The Irish newspaper industry seems to have chosen today for a bout of collective hyperbole about search engines. Here's what the Examiner had to say:
Work generated through effort, skill, imagination, professionalism, and usually considerable capital investment, is pirated by businesses with no connection to the creative process as a means to win revenue without risk or outlay. This process is hardly different to what we more commonly describe as theft. The scale of the piracy is astounding. In 2010, while every media company in the country shed jobs and cut costs to the bone, a single search engine operating in Ireland offered around 150,000 newspaper articles that cost publishers an estimated €46.5m to generate. Last year that site offered more than 350,000 articles at a cost equivalent to more than €110m. And all without paying one cent to those who created those articles.
There's more in the same vein from the Irish Times and the Independent.

Incredible, isn't it, that the newspapers are powerless to defend themselves against this "theft" and "piracy". Oh, wait - they're not. Instead, they've deliberately chosen to allow in search engines and to profit from the traffic which they generate.

Here's a non-technical explanation. You don't have to allow your site to be indexed by search engines. If you don't want your site to appear on Google you can use a simple file, known as robots.txt, which tells search engines what they can and can't do. The Examiner has one, as does the Irish Times and the Independent. So do they tell these "pirates" and "thieves" to keep out? Absolutely not. In fact, all three provide sitemaps for search engines which summarise their sites and make them easier to index, while both the Irish Times and the Independent provide specific instructions for the "Mediapartners-Google" searcher. Why do they do this? Because of a business decision that they benefit from the readership which added visibility in search engines generates.

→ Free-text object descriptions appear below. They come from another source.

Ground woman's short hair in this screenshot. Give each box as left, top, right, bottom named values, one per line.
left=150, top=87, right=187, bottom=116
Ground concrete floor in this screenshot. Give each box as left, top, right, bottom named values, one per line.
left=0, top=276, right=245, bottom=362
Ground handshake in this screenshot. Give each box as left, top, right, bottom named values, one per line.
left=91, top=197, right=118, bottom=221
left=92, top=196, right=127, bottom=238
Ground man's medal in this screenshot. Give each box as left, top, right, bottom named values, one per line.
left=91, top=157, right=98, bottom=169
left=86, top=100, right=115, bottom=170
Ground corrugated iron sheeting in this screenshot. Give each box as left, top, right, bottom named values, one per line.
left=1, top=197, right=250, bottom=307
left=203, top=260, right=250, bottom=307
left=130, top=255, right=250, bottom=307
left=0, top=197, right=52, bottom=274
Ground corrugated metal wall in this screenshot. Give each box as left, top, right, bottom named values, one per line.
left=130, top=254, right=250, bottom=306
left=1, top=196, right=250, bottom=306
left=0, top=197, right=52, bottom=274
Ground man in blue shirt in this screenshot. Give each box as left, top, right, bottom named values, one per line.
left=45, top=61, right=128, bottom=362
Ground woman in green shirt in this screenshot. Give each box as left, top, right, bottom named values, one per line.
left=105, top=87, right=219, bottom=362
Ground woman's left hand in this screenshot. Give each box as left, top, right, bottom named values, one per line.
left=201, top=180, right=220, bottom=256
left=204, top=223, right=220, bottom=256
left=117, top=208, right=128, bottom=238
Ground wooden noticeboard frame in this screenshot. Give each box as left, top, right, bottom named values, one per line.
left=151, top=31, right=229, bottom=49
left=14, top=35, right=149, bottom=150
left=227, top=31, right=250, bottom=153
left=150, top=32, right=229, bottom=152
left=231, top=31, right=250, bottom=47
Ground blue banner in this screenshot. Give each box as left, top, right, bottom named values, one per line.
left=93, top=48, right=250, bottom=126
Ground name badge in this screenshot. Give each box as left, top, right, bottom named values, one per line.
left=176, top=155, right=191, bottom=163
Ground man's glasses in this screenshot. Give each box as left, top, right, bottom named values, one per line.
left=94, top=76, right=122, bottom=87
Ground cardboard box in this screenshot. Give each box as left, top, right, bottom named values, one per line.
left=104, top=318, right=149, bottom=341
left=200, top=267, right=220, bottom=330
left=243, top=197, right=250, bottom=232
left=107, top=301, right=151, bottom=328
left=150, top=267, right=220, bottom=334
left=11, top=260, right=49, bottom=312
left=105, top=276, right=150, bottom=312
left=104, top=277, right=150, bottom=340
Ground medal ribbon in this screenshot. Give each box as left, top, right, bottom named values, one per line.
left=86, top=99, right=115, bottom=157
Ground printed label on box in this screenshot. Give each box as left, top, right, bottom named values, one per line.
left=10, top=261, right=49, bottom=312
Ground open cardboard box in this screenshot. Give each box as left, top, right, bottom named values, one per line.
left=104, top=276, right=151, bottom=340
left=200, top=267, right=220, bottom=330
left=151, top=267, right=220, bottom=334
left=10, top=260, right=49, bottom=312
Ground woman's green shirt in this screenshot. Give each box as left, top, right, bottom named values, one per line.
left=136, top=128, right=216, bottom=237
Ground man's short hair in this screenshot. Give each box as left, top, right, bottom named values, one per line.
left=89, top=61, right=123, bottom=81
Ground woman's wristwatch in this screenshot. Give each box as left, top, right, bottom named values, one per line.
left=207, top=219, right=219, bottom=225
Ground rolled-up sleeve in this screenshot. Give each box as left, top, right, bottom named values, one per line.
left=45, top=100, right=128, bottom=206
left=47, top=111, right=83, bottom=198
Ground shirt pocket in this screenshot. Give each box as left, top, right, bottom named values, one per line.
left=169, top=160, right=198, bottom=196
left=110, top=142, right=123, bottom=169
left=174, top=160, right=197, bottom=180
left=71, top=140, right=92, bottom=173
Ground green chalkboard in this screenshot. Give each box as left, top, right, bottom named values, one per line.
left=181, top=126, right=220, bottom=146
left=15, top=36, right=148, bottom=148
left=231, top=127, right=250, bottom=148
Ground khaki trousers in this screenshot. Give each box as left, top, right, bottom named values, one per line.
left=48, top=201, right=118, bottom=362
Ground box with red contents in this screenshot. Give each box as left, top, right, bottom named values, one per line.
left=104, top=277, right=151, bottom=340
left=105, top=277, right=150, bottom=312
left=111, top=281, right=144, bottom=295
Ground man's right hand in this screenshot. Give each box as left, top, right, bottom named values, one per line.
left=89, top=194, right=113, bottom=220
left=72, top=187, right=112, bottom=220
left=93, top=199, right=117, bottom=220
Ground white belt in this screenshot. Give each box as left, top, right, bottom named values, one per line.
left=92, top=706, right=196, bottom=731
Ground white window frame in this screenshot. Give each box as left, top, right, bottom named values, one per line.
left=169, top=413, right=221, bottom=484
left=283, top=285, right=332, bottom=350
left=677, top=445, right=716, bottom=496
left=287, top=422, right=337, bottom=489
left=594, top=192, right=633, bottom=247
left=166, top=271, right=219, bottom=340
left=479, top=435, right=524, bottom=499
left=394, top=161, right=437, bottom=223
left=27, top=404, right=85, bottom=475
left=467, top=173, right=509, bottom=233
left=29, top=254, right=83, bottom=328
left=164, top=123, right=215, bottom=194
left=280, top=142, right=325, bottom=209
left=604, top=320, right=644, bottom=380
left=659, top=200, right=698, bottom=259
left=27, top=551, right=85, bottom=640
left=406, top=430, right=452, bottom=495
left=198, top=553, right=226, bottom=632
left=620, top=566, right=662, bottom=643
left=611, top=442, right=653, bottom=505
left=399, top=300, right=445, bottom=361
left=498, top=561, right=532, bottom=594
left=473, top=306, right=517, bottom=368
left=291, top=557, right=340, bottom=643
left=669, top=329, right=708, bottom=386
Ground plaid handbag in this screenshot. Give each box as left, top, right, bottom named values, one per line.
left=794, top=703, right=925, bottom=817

The tone of the piece in the Examiner is entirely deceptive: far from being the helpless victim of "theft" and "piracy", the newspaper has chosen, for its own commercial advantage, to allow its site to be indexed and to benefit from the resulting visitors. Should the newspaper object, it is free to opt-out at any point. But it is shoddy work to misrepresent the position to its readers in this way.


  1. I'm busy emailing these newspapers about their idiocy. Lets see if anything comes of it.

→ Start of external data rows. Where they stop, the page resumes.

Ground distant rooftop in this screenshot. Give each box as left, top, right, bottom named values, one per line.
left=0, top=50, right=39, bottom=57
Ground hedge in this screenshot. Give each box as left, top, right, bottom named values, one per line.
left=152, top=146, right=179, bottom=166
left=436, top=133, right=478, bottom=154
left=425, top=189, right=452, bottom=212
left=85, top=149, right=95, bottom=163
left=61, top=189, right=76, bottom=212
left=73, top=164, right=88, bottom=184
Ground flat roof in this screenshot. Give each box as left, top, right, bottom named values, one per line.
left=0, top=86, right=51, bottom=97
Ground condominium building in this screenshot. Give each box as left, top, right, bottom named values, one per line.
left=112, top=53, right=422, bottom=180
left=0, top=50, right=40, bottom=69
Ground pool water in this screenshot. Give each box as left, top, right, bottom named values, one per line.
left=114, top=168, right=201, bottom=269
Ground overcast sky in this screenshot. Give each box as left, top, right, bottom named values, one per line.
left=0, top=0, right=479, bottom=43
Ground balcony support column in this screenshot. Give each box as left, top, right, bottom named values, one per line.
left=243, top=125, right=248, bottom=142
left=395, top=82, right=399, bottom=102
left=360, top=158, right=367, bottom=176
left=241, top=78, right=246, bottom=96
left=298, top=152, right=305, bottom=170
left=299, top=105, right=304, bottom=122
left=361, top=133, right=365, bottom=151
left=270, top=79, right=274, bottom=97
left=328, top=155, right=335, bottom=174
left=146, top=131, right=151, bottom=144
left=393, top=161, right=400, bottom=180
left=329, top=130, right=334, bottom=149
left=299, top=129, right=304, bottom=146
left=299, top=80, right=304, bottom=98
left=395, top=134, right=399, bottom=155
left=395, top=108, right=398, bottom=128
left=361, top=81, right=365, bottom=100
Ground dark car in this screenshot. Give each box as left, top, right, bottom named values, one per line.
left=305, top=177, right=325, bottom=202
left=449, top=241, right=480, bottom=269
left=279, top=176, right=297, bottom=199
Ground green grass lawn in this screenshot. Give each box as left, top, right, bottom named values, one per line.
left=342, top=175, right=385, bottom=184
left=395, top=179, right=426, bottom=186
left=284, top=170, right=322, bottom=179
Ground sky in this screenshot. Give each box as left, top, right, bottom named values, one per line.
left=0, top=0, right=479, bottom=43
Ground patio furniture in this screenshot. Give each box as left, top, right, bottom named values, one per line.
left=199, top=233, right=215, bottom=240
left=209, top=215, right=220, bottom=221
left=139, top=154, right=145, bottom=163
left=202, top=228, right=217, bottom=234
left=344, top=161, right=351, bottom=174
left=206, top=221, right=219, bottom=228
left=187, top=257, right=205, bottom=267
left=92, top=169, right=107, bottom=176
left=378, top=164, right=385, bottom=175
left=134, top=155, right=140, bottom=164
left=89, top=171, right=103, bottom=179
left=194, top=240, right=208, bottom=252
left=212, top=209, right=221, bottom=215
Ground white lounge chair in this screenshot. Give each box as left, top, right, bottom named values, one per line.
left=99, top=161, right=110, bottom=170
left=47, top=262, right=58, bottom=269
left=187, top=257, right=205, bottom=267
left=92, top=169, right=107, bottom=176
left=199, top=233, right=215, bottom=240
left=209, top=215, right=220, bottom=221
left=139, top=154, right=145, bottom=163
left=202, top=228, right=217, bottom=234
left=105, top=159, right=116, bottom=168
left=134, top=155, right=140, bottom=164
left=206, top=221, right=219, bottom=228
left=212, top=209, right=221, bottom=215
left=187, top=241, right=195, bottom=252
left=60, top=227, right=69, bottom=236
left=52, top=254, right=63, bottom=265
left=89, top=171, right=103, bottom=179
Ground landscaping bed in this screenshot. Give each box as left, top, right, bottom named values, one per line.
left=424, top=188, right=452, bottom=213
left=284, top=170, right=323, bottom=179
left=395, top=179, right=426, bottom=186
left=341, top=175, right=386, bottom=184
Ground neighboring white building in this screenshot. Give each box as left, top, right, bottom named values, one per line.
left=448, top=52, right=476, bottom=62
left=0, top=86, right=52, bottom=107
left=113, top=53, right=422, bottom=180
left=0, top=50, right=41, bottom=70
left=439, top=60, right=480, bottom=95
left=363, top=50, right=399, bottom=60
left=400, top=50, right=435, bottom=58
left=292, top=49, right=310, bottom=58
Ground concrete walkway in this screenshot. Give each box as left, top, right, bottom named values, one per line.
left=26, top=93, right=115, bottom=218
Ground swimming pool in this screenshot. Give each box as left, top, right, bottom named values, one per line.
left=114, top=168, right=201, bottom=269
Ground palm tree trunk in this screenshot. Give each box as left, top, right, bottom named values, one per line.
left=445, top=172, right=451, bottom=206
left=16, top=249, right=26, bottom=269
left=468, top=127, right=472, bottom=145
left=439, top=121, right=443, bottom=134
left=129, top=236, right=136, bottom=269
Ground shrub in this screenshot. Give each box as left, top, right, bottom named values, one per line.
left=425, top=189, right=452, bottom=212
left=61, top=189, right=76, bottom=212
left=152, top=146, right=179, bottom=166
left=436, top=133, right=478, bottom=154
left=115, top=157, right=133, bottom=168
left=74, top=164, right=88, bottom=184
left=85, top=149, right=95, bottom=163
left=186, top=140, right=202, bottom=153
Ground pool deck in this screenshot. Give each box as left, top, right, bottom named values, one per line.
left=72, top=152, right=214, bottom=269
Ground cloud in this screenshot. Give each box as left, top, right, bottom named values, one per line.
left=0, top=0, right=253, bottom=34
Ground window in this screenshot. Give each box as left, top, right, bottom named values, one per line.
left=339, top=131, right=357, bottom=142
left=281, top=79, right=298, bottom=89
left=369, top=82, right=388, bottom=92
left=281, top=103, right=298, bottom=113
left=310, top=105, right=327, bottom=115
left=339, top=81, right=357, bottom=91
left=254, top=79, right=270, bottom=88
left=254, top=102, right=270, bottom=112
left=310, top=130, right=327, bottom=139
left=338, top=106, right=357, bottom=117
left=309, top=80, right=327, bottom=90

  2. Are they talking about Google that brings the visitor to the newspaper's own site to read the article or are they talking about aggregators, like TheJournal and that compile and slightly rewrite articles?

  3. Anon, it's pretty unclear, since they don't name names, but that Examiner editorial refers to "a single search engine operating in Ireland", and neither The Journal nor Broadsheet are search engines, so we can only surmise they mean Google News.

  4. Let's see how many people visit their websites without search engines. Idiots who do not understand something should not be commenting on it.